The Rise of Global Corporate Social Responsibility : Mining and the Spread of Global Norms
Combining insights from international relations theory with institutional approaches from organization theory and public policy, this book provides a complete explanation for the adoption of corporate social responsibility (CSR), showing how global norms influenced CSR adoption in the mining industry. Global normative developments have clearly had an important influence on major mining companies: by the mid-2000s, the majority had adopted sustainable development as a normative frame for their CSR policies and practices. However, there is significant variation between firms in terms of the timing, degree of commitment, and the willingness to assume a leadership role in promoting global standards for the mining industry. The author finds that attributes internal to the firm, including the critical role of leadership, and the way in which management responds to the institutional context and operational challenges faced in different countries are important influences on CSR adoption and important factors explaining variation.
- Electronic book text
- 11 Sep 2012
- CAMBRIDGE UNIVERSITY PRESS
- Cambridge University Press (Virtual Publishing)

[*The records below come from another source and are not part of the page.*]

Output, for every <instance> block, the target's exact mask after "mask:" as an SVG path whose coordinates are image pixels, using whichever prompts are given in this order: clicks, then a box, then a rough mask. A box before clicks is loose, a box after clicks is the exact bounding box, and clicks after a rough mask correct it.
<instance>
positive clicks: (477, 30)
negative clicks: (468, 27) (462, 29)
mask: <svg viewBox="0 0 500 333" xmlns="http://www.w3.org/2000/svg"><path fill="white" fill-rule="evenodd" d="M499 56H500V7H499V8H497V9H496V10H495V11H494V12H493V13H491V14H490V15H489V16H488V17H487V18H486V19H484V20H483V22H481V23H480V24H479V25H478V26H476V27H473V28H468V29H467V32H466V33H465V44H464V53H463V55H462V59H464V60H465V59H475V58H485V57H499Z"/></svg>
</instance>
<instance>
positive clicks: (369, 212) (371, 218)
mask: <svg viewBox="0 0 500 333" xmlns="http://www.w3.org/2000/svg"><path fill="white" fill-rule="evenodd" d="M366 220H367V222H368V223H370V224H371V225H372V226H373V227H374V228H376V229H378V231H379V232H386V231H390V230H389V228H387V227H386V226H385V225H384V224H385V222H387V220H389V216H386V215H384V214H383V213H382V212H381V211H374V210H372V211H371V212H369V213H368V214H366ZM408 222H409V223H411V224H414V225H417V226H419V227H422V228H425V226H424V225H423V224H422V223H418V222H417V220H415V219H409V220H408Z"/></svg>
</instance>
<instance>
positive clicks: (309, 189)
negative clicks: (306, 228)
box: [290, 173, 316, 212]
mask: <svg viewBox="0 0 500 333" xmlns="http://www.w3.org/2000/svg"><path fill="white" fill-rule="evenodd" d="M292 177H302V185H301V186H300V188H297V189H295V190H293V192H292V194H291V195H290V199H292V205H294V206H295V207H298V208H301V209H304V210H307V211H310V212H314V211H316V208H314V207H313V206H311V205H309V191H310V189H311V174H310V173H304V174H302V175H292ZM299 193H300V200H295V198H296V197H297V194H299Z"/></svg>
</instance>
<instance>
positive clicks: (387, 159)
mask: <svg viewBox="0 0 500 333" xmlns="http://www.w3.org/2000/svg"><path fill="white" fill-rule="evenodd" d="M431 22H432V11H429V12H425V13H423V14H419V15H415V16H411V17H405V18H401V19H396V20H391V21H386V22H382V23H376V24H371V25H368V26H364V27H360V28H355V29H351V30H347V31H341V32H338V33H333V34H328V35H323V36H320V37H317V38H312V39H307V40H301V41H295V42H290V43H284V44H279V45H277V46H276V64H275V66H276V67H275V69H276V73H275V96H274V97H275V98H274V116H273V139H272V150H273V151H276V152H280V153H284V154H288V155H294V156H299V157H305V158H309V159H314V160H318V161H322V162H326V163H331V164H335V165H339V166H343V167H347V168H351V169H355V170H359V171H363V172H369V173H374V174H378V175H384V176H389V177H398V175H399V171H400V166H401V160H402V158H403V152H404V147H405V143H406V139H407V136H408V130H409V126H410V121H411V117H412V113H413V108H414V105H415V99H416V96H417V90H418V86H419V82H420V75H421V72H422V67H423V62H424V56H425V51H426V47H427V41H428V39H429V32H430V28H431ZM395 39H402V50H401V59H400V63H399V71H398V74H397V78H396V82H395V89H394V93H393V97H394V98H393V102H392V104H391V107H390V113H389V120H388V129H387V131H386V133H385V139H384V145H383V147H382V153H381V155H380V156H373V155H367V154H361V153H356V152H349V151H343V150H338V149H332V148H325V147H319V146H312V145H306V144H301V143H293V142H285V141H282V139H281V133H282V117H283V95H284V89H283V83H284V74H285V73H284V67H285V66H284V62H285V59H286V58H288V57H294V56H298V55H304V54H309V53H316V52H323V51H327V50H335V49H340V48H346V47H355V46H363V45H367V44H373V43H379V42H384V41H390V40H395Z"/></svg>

- Cambridge, United Kingdom
- 6 b/w illus. 20 tables
'Hevina Dashwood provides a compelling explanation of forces behind the growing adoption of CSR norms among global mining firms in recent decades. Both theoretically grounded and empirically rich, The Rise of Global Corporate Social Responsibility highlights the roles of global norms and institutional factors that played a role in this important development.' Jennifer Clapp, University of Waterloo 'An important analysis of how global norms affect management decision-making. Dashwood offers a framework for understanding how to link changes in the global normative environment with developments in corporate behavior and applies this to one of the industries that on the surface would seem the least likely to change - the mining sector. Through three in-depth case studies of individual mining corporations, based on extensive interviews and research, she traces the processes by which these firms adopted more socially and environmentally responsible policies over time. This book provides us with insight and evidence on the significant changes that are occurring in the relationship between global corporations, and the global society within which they are embedded.' Virginia Haufler, Director, Global Communities, University of Maryland 'Hevina Dashwood's new book gets well beyond prejudice of either kind to make a powerful academic study of how and why CSR has been adopted in the mining sector ... This is a thorough and very useful book that interprets the emergence of new mining norms from the heartlands of international relations theory. It is very refreshing to see global business being studied as international relations, which it surely is.' Hugo Slim, International Affairs
Table of contents
1. Introduction; 2. Theoretical explanation of CSR adoption; 3. Major developments in the global mining industry; 4. Noranda Inc.; 5. Placer Dome Inc.; 6. Barrick Gold Corporation; 7. Global collaboration towards sustainable development; 8. Conclusion.
About Hevina S. Dashwood
Hevina S. Dashwood is Associate Professor of Political Science at Brock University, Canada. Her broad research and teaching interests encompass international political economy, the role of non-state actors in global governance, international public policy and Canadian foreign policy. Professor Dashwood is the author of numerous journal articles and book chapters on corporate social responsibility (CSR) in the mining sector and has conducted case study research on Canadian mining companies' CSR in Africa and Latin America.